I haven't seen any post with this substrate, which I thought was quite common and relatively cheap compared to ADA and ecocomplete.

I have used it before  and plan on using it again in my high tech. I has a heater cable there is already old soil in the tank im just adding some more to boost and changing my gravel for silica sand. The reason I prefer the 1-2mm, but I am assuming this wont compact like fine sand?

I understand it does not have phosphate and nitrate like ADA, but otherwise have any people tried it?


----------



## planter (12 Apr 2008)

I have Jbl aquabasis in an aquacube 25 at the mo with a HC carpet. The HC is in perfect health. Ive used lots of different substrates now and cant really choose between them. Jbl aquabasis is cheaper than most and allows you the option of covering with a substrate of your choice. I used the tropica substrate in the last scape in the same tank and have seen no noticable difference in plant growth. IMO If you want to save your self a few quid Jbl aquabasis is a good option.


----------



## sanj (12 Apr 2008)

Thanks for that input, i thought it looked similar to the Tropica stuff.


----------



## Themuleous (13 Apr 2008)

I think the thing we most of these substrates is that they are clay based, which means they are more or less the same stuff.  Well that's would I would think, I could be wrong!  Even ADA AS is clay based, it just has NH3 added.  They all work by absorbing nutrients which they then hold for the plants.

Sam


----------



## beeky (16 Apr 2008)

Where are you planning on getting your sand from? From the sand I've seen, both silver sand and play sand are quite fine (< 1mm). There's horticultural grit, but I think that has fairly sharp edges.


----------



## sanj (20 Apr 2008)

I got the silica sand from Maidenhead Aquatics. It is around 1-2 mm. The other sand is far too fine.


----------



## George Farmer (20 Apr 2008)

I've also had good results with the JBL stuff and 1-2mm Unipac silica sand.
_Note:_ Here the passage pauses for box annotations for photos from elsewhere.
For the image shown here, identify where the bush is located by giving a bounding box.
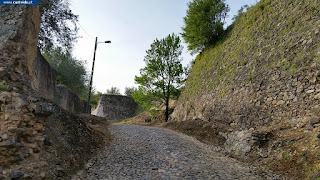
[181,0,229,54]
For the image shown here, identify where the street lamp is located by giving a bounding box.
[86,37,111,114]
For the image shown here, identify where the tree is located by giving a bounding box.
[107,86,120,95]
[44,48,88,99]
[232,5,249,22]
[124,87,136,97]
[133,34,186,121]
[39,0,78,51]
[181,0,230,54]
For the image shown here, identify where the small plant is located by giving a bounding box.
[0,84,7,91]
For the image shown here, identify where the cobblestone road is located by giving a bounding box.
[73,125,280,180]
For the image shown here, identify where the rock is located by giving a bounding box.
[43,137,52,146]
[309,117,320,126]
[10,170,24,179]
[35,103,55,115]
[6,137,17,146]
[224,131,255,156]
[307,89,314,94]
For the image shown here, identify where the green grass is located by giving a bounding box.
[181,0,320,101]
[0,84,7,91]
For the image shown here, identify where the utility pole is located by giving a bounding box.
[86,37,111,114]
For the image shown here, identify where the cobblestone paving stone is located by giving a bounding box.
[72,125,281,180]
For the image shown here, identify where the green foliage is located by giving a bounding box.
[124,87,137,97]
[133,34,186,120]
[39,0,78,51]
[106,86,121,95]
[181,0,230,53]
[44,48,88,99]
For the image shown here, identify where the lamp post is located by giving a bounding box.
[86,37,111,114]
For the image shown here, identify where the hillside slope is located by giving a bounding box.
[171,0,320,179]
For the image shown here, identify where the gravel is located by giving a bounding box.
[72,125,281,180]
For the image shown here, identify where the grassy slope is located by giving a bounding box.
[178,0,320,179]
[180,0,320,101]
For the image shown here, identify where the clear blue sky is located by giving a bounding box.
[70,0,257,93]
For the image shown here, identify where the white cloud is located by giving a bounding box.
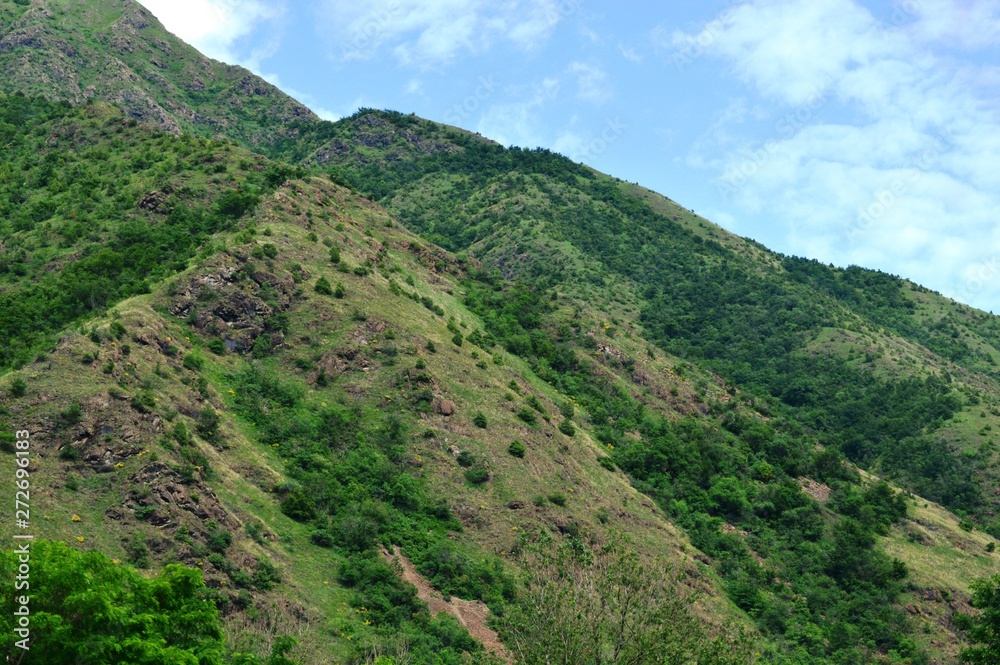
[139,0,284,68]
[618,44,642,64]
[324,0,565,67]
[566,62,612,104]
[476,78,559,148]
[912,0,1000,50]
[658,0,1000,309]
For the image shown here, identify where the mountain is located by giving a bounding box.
[0,0,318,146]
[0,0,1000,664]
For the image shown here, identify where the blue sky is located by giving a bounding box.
[140,0,1000,313]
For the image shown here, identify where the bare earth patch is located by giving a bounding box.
[382,546,514,663]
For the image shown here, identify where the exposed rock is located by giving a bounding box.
[431,397,455,416]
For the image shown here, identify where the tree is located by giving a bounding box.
[956,575,1000,665]
[0,541,225,665]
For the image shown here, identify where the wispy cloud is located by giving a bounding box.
[660,0,1000,307]
[476,78,559,148]
[133,0,285,74]
[323,0,566,67]
[566,62,612,104]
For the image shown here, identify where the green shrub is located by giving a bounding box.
[281,488,316,522]
[10,376,28,397]
[0,541,227,665]
[309,529,335,548]
[251,558,281,591]
[250,333,274,358]
[183,351,205,372]
[195,407,219,441]
[59,403,83,427]
[313,277,333,296]
[517,407,538,426]
[465,464,490,485]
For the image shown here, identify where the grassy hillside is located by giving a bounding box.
[0,0,317,146]
[0,0,1000,665]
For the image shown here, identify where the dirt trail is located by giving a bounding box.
[382,546,514,663]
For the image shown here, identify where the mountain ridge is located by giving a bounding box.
[0,0,1000,663]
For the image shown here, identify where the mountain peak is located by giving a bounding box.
[0,0,318,146]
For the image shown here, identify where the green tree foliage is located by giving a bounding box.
[0,95,286,369]
[957,575,1000,665]
[0,541,227,665]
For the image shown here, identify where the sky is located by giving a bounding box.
[140,0,1000,314]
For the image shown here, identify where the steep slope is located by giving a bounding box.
[0,0,1000,663]
[2,98,756,663]
[0,0,317,146]
[296,112,1000,529]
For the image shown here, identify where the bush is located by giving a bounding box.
[132,391,156,413]
[250,333,274,358]
[59,404,83,427]
[309,529,334,547]
[465,465,490,485]
[251,559,281,591]
[314,277,333,296]
[183,345,204,372]
[195,408,219,441]
[281,488,316,522]
[517,407,538,426]
[0,541,226,665]
[10,376,28,397]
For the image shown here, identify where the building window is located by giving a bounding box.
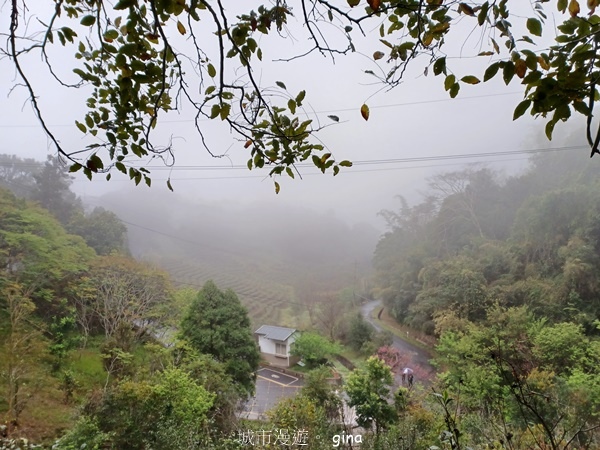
[275,343,287,355]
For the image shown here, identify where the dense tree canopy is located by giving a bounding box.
[180,281,259,394]
[374,155,600,334]
[5,0,600,190]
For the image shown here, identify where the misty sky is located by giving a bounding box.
[0,3,587,227]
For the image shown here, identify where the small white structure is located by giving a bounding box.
[254,325,299,367]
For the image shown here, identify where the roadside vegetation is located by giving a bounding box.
[0,150,600,450]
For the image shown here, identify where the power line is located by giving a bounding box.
[0,91,523,128]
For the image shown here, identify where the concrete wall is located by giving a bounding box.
[258,333,300,367]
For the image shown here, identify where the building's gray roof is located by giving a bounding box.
[255,325,296,341]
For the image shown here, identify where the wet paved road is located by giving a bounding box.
[360,300,435,373]
[240,300,434,419]
[240,368,304,419]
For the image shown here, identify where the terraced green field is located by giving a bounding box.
[155,257,308,328]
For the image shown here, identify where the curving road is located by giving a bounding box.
[360,300,435,373]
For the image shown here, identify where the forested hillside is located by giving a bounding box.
[0,171,259,450]
[374,152,600,335]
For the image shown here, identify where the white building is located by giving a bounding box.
[254,325,300,367]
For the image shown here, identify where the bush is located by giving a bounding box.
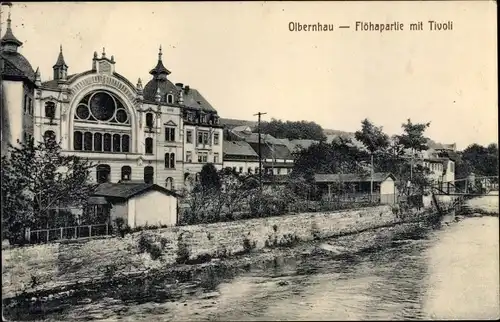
[250,194,288,218]
[243,236,257,253]
[160,237,170,249]
[175,235,191,264]
[137,234,164,260]
[311,222,321,240]
[213,245,231,258]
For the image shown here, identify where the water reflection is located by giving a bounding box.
[5,206,500,321]
[209,217,499,320]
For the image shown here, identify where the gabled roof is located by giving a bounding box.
[183,88,217,113]
[219,117,257,128]
[222,141,259,158]
[290,140,319,150]
[93,183,178,200]
[314,172,396,182]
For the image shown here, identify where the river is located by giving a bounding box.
[5,197,500,321]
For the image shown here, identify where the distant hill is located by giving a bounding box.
[220,118,456,149]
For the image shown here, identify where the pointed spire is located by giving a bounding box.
[35,67,42,87]
[52,45,68,68]
[136,78,143,93]
[155,87,161,102]
[149,45,170,77]
[179,88,184,105]
[0,6,23,51]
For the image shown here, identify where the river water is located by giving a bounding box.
[5,197,500,321]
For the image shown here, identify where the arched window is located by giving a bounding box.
[103,133,111,152]
[45,102,56,120]
[96,164,111,183]
[83,132,93,151]
[94,133,102,152]
[165,177,174,190]
[75,91,130,124]
[122,165,132,181]
[165,153,175,169]
[146,138,153,154]
[170,153,175,169]
[122,134,130,152]
[73,131,83,151]
[113,134,122,152]
[144,166,155,183]
[43,130,56,142]
[146,113,154,128]
[73,90,132,152]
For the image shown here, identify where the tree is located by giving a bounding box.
[397,119,431,154]
[260,119,326,141]
[462,143,498,176]
[354,119,389,153]
[200,163,221,189]
[2,138,96,242]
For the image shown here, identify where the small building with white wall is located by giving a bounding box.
[223,141,259,174]
[314,172,397,204]
[91,182,178,228]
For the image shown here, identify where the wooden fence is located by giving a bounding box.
[25,223,112,244]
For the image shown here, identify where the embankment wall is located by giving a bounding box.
[2,206,426,298]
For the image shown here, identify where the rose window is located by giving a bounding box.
[75,91,130,124]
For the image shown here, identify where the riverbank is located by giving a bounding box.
[2,206,418,298]
[4,219,436,320]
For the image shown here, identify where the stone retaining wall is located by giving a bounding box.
[2,206,400,298]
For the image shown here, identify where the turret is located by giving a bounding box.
[52,45,68,82]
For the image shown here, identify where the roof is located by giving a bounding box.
[290,140,319,150]
[183,87,217,113]
[222,141,259,158]
[314,172,396,182]
[93,182,178,199]
[0,17,23,47]
[1,51,35,82]
[53,46,68,68]
[143,78,179,103]
[248,142,293,160]
[219,117,257,128]
[88,196,108,205]
[149,47,170,76]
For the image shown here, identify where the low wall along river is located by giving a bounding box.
[2,196,460,298]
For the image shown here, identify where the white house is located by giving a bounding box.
[314,173,397,204]
[89,182,177,228]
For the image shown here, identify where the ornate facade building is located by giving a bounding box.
[1,10,222,190]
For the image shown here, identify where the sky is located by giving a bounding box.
[2,1,498,149]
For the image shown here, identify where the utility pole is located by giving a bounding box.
[253,112,267,193]
[370,152,373,201]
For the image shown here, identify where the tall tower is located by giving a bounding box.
[0,3,36,154]
[52,45,68,82]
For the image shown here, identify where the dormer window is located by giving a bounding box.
[45,102,56,120]
[167,94,174,104]
[146,113,153,128]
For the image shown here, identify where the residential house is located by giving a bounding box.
[0,6,222,190]
[89,182,178,228]
[223,141,259,174]
[228,126,294,175]
[314,173,397,204]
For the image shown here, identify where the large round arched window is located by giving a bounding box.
[75,91,130,124]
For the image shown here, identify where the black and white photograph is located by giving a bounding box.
[0,0,500,321]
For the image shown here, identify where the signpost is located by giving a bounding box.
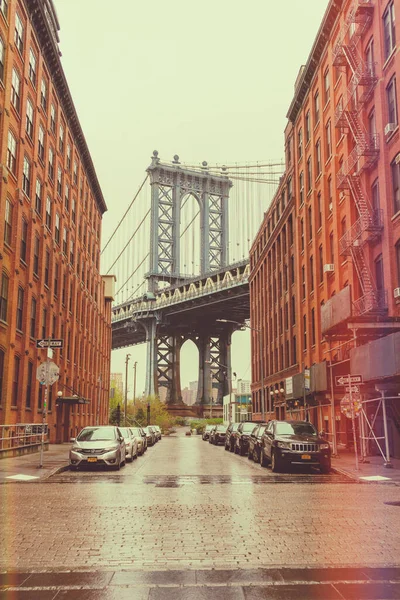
[335,373,363,471]
[36,338,63,469]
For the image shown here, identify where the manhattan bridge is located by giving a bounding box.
[101,151,284,413]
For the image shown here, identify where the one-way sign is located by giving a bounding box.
[36,338,64,348]
[335,375,362,386]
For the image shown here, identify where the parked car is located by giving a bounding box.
[248,423,267,462]
[225,423,239,452]
[209,425,226,446]
[260,421,331,473]
[143,426,156,446]
[201,425,215,442]
[69,425,126,470]
[234,421,257,456]
[151,425,161,442]
[119,427,138,462]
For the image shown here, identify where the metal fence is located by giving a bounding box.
[0,423,49,451]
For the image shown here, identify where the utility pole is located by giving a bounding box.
[124,354,131,427]
[133,360,137,406]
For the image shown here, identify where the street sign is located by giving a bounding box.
[36,362,60,385]
[335,375,363,386]
[36,338,64,348]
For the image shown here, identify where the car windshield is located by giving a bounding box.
[275,423,318,436]
[243,423,254,433]
[76,427,115,442]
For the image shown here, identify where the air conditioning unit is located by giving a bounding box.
[324,264,335,273]
[385,123,397,135]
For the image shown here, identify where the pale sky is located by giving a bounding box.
[54,0,328,396]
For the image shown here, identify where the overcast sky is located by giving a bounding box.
[55,0,328,395]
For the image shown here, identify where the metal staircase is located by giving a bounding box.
[333,0,386,316]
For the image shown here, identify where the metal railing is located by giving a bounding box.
[0,423,49,451]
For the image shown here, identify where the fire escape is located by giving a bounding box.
[333,0,387,316]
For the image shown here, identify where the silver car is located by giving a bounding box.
[119,427,138,462]
[69,425,126,470]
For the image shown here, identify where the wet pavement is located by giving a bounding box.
[0,435,400,600]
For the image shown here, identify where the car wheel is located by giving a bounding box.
[271,450,281,473]
[260,448,268,467]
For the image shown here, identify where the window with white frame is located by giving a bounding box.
[29,48,37,87]
[7,131,17,175]
[11,69,21,112]
[383,0,396,60]
[22,156,31,198]
[14,13,24,54]
[26,98,33,139]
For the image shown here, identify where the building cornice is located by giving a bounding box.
[286,0,343,123]
[25,0,107,214]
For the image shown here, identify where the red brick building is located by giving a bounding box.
[0,0,111,441]
[250,0,400,450]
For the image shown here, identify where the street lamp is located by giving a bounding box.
[217,319,265,421]
[124,354,131,427]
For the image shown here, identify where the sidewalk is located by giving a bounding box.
[0,444,71,483]
[332,450,400,485]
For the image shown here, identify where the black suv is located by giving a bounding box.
[248,423,267,462]
[225,423,239,452]
[260,421,331,473]
[208,425,226,446]
[234,421,258,456]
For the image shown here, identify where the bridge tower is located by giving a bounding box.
[140,151,234,405]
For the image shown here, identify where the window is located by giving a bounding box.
[0,273,9,323]
[14,13,24,54]
[40,79,47,112]
[383,0,396,60]
[325,120,332,159]
[64,183,69,212]
[306,110,311,144]
[7,131,17,175]
[315,140,322,177]
[20,219,28,262]
[54,213,60,244]
[16,287,25,331]
[307,156,312,194]
[57,165,62,197]
[25,98,33,139]
[314,92,320,125]
[317,192,322,229]
[50,104,56,133]
[58,123,64,154]
[29,48,36,87]
[29,298,37,338]
[49,146,54,179]
[386,77,398,126]
[35,179,42,216]
[390,161,400,214]
[11,356,20,407]
[297,128,303,158]
[38,125,44,162]
[33,235,40,276]
[25,360,33,408]
[22,156,31,198]
[324,69,331,104]
[46,196,51,229]
[11,69,21,112]
[0,37,4,81]
[310,256,314,292]
[299,171,304,206]
[4,198,13,246]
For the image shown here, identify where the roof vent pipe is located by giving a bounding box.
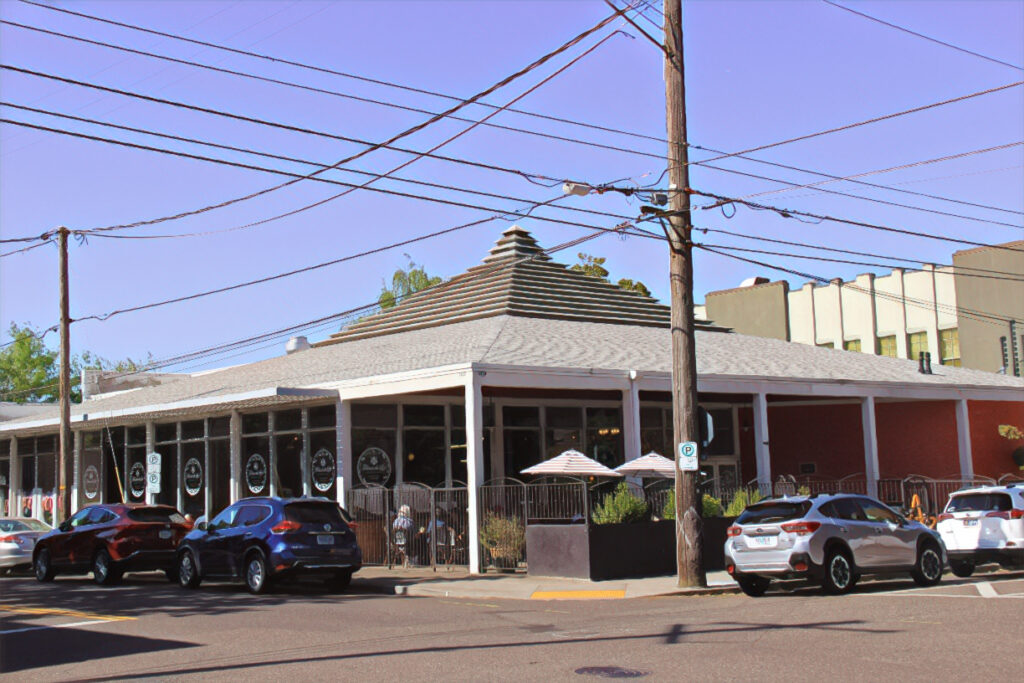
[285,336,309,354]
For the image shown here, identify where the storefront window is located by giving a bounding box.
[544,407,584,459]
[587,408,625,469]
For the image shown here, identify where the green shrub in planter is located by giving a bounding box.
[662,490,722,519]
[480,514,526,561]
[591,481,649,524]
[725,488,764,517]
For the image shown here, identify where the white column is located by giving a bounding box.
[466,372,483,573]
[860,396,879,498]
[623,370,638,462]
[753,393,771,495]
[146,421,155,505]
[956,398,974,479]
[227,411,243,503]
[7,436,22,517]
[334,400,354,507]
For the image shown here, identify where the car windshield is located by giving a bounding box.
[0,519,50,532]
[736,501,811,524]
[128,508,185,524]
[285,503,347,528]
[946,494,1014,512]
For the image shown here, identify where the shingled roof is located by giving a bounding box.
[317,225,712,346]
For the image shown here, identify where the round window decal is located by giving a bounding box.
[183,458,203,496]
[355,446,391,484]
[246,453,266,494]
[82,465,99,501]
[128,463,145,498]
[310,449,337,492]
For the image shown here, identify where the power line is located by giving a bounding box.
[22,0,665,147]
[0,15,655,165]
[693,226,1024,282]
[0,118,643,237]
[694,240,1024,284]
[743,140,1024,202]
[693,243,1010,327]
[822,0,1024,71]
[2,232,604,396]
[0,101,630,231]
[690,189,1024,252]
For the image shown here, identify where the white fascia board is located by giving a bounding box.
[473,362,630,390]
[639,373,1024,401]
[317,362,473,400]
[0,387,338,432]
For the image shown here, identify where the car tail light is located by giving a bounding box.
[270,519,302,533]
[985,509,1024,519]
[782,522,821,536]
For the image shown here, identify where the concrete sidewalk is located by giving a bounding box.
[351,567,739,600]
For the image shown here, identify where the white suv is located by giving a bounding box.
[936,483,1024,577]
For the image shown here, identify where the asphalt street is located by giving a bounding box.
[0,572,1024,682]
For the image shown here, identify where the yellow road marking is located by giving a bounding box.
[0,605,137,622]
[529,590,626,600]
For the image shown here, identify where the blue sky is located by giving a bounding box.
[0,0,1024,370]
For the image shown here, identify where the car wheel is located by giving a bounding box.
[177,550,200,588]
[92,548,121,586]
[736,577,771,598]
[821,548,857,595]
[328,571,352,593]
[32,548,54,582]
[246,551,270,595]
[910,544,942,586]
[949,560,974,579]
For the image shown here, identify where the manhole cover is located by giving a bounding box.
[575,667,650,678]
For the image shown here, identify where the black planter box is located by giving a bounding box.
[526,517,732,581]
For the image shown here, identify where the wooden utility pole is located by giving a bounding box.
[665,0,707,587]
[53,226,72,521]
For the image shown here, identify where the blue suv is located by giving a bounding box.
[178,498,362,593]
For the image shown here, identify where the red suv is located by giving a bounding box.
[32,504,191,586]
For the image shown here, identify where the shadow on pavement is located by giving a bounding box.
[0,574,389,616]
[66,620,899,681]
[0,621,197,674]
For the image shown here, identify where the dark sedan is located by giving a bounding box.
[178,498,362,593]
[33,504,190,586]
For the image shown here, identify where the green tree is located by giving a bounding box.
[0,323,58,403]
[377,254,441,308]
[0,323,153,403]
[569,252,650,296]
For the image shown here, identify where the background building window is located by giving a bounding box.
[939,328,959,368]
[878,335,896,358]
[906,332,928,360]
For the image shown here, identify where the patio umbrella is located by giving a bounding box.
[615,453,676,478]
[522,451,623,477]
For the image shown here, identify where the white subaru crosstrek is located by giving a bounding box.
[935,483,1024,577]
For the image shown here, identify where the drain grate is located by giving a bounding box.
[575,667,650,678]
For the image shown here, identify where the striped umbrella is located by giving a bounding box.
[615,453,676,479]
[522,451,623,477]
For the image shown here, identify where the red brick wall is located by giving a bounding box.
[738,400,1024,481]
[968,400,1024,478]
[874,400,959,478]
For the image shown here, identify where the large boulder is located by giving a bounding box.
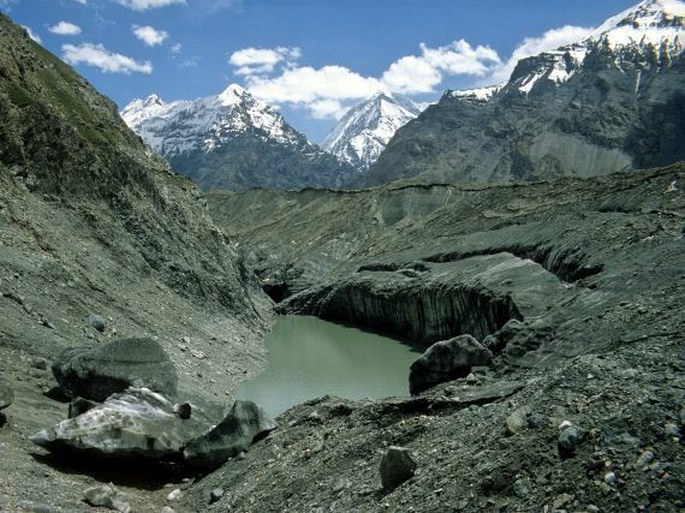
[380,446,416,491]
[183,401,277,469]
[31,388,213,459]
[409,335,492,394]
[52,338,178,402]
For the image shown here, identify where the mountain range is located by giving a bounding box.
[121,84,356,190]
[365,0,685,185]
[322,93,421,172]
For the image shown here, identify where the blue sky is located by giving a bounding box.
[0,0,637,142]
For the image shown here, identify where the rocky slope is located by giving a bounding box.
[0,16,270,512]
[321,93,421,172]
[204,164,685,512]
[121,84,355,190]
[366,0,685,184]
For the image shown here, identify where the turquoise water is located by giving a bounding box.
[235,316,420,416]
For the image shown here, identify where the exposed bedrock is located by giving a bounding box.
[278,253,575,345]
[52,338,178,401]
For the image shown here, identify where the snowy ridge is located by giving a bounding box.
[121,84,308,157]
[322,93,421,171]
[511,0,685,95]
[447,85,503,103]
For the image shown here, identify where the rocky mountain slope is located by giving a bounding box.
[121,84,355,190]
[0,15,270,512]
[366,0,685,184]
[321,93,421,172]
[204,164,685,512]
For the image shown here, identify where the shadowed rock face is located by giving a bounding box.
[183,401,277,469]
[278,253,571,345]
[365,40,685,185]
[52,338,178,402]
[409,335,492,394]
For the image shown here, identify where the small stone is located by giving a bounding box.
[174,403,193,420]
[506,406,530,435]
[552,493,573,510]
[514,479,530,499]
[635,449,654,468]
[604,472,616,484]
[31,358,50,370]
[190,349,207,360]
[166,488,183,502]
[88,314,105,333]
[526,412,546,429]
[380,446,417,491]
[664,422,680,436]
[558,426,583,455]
[209,488,224,504]
[83,484,131,513]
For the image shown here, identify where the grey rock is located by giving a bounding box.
[0,382,14,410]
[83,484,131,513]
[31,358,50,370]
[506,406,531,435]
[364,31,685,189]
[209,488,224,504]
[52,338,178,402]
[380,446,417,491]
[183,401,277,468]
[558,426,584,455]
[31,388,213,459]
[88,314,105,333]
[67,397,100,419]
[409,335,492,394]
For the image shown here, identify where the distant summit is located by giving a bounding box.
[121,84,354,190]
[364,0,685,185]
[322,93,421,171]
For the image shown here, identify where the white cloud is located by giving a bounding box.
[383,55,442,94]
[307,100,349,119]
[235,40,502,119]
[383,39,502,94]
[132,25,169,46]
[491,25,594,84]
[228,46,302,75]
[62,43,152,75]
[22,25,43,45]
[48,21,81,36]
[115,0,186,11]
[247,66,383,104]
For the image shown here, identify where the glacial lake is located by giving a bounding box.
[234,315,422,416]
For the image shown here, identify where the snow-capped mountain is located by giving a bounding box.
[446,85,503,103]
[322,93,421,171]
[509,0,685,94]
[363,0,685,185]
[121,84,353,189]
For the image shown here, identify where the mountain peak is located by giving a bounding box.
[322,91,421,171]
[142,93,164,107]
[216,84,250,107]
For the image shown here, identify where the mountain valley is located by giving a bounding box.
[0,0,685,513]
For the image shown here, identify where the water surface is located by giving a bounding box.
[235,316,421,416]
I honestly believe that most off-the-shelf substrates perform very much the same.  I've tried around six manufacturers now, with no noticeable difference, except ADA Aqua Soil that is superior.

If you are fertilising the water column regularly too, the substrate nutrients become even less important.


----------



## sanj (21 Apr 2008)

Yes Unipac silica sand is the brand I am using.


----------